- Location: Carmel Valley, California, USA
- Coordinates: 36°28′49″N 121°44′4″W﻿ / ﻿36.48028°N 121.73444°W
- Appellation: Santa Lucia Highlands AVA
- Founded: 1982
- Key people: Founders Robb Talbott and Robert Talbott Sr.
- Parent company: E&J Gallo
- Varietals: Pinot Noir, Chardonnay
- Website: www.talbottvineyards.com

= Talbott Vineyards =

American winery located in California

Talbott Vineyards is an estate winery in Monterey County, California that specializes in the Burgundy varietals of Chardonnay and Pinot Noir.

==History==
In 1982, the winery was founded in Carmel Valley by Robb Talbott and his father, Robert Talbott Sr.

==Vineyards==
Talbott sources from two vineyards, Diamond T and Sleepy Hollow. The Diamond T Vineyard was planted by the Talbotts in 1982 with chardonnay on a mountaintop in Carmel Valley.
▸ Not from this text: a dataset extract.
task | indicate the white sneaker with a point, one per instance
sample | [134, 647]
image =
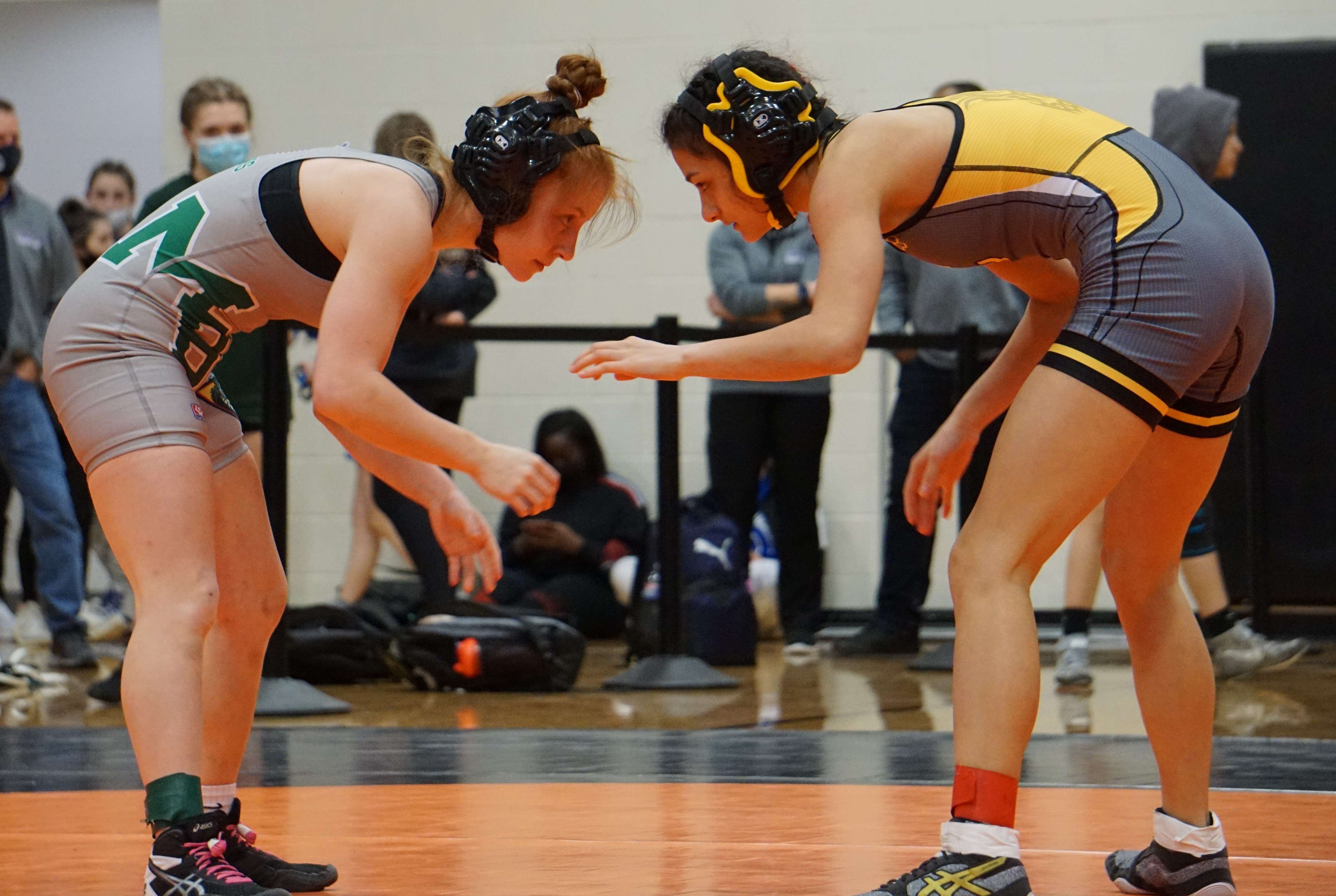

Sleepy Hollow was first planted in 1972 in the Santa Lucia Highlands, and has a mix of pinot noir and chardonnay. The Sleepy Hollow Vineyard was purchased by Talbott in 1994, enabling them to produce wines exclusively from grapes grown on land owned by them—making Talbott an estate winery.

==Reception==
Talbott's 1990 Sleepy Hollow Chardonnay was awarded a 100-point score by Wine Spectator in a retrospective tasting in 1997.